Tavola di San Giuseppe
Tavola di San Giuseppe

Am 18. und 19. März konnte man die Tafeln der Tavole di San Giuseppe (Gedeckte Tische des Heiligen Josef) in den geöffneten Häusern Giurdignanos besichtigen. Die Feierlichkeiten begannen bereits am Vortag mit einer musikalisch geprägten illustren Abendveranstaltung, weil die Kommune und die Region Apulien die Aufnahme dieser Tradition zurecht in das UNESCO-Welterbe befördern möchten. Immer wieder begegnet man der Pizzica, einem ursprünglich therapeutischeren Tanz mit mythischen Wurzeln, der heute als italienischer Volkstanz der Halbinsel Salento im Süden Apuliens von Jung und Alt getanzt wird.
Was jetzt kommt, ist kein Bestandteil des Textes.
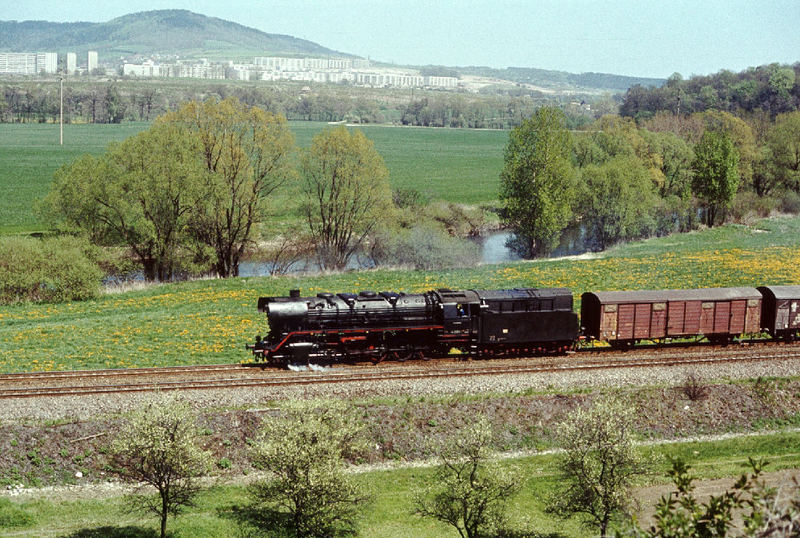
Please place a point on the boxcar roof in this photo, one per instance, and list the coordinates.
(783, 292)
(523, 293)
(660, 296)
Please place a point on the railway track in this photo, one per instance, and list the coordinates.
(381, 373)
(38, 377)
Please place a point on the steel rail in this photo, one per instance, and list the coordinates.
(327, 377)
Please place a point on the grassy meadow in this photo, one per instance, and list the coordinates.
(455, 165)
(29, 155)
(208, 321)
(222, 509)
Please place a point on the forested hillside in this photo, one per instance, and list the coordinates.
(166, 32)
(772, 89)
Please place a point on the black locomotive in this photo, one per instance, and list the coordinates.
(389, 325)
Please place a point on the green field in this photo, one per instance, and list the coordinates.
(30, 154)
(208, 321)
(456, 165)
(221, 510)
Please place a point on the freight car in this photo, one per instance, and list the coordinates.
(624, 317)
(376, 326)
(780, 311)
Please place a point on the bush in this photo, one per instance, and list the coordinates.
(790, 202)
(423, 248)
(748, 207)
(47, 270)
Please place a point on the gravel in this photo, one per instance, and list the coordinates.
(91, 407)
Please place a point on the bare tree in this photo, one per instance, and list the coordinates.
(346, 193)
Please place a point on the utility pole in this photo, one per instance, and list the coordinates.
(61, 110)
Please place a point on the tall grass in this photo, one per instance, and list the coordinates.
(456, 165)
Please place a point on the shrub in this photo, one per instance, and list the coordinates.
(423, 248)
(309, 493)
(467, 492)
(747, 207)
(47, 270)
(790, 202)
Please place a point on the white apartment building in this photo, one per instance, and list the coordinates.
(273, 68)
(72, 63)
(91, 61)
(28, 63)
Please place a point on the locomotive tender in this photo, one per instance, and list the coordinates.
(487, 323)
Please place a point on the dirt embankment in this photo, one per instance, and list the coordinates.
(405, 429)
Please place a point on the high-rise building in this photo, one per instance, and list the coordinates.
(46, 62)
(72, 62)
(28, 63)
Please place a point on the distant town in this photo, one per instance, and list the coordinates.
(267, 68)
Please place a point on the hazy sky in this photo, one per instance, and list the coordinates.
(626, 37)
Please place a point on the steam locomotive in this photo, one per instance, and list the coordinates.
(524, 321)
(390, 325)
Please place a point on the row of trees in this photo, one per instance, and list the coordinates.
(125, 100)
(307, 491)
(188, 193)
(774, 89)
(618, 180)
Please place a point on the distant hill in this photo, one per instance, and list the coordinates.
(561, 79)
(188, 35)
(165, 32)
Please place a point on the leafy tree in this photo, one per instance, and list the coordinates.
(538, 182)
(741, 135)
(598, 465)
(245, 152)
(159, 449)
(113, 105)
(467, 492)
(617, 201)
(309, 492)
(140, 193)
(716, 172)
(346, 189)
(672, 161)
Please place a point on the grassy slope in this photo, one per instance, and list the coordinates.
(456, 165)
(208, 321)
(219, 510)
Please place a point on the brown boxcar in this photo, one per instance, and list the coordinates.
(780, 311)
(628, 316)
Im Jahr 2019 beteiligten sich 53 Familien und Einrichtungen an den Festivitäten. Angemerkt sei, dass Giurdignano gerade mal knapp 2000 Einwohner zählt.

Hafen von Otranto
Hafen von Otranto

Apulien und das Salento ist mit dem Flugzeug innerhalb weniger Stunden einfach zu erreichen. Als Destinationen bieten sich Bari oder Brindisi an. Einen Leihwagen zu mieten ist auch kein Problem. Es lohnt sich auf jeden Fall diese Region in Ruhe zu erkunden um die vielfältige Natur, die lange Geschichte, die umfangreichen Feierlichkeiten und diese unglaubliche Spiritualität zu erleben. Zum Übernachten bieten sich diverse Masserien an. Das sind zu Hotels erweiterte ehemalige Gutshöfe. Alle fünf Sinne kommen in der Region Salento auf ihre Kosten.

Auf Wiedersehen in Apulien oder arrivederci a Puglia.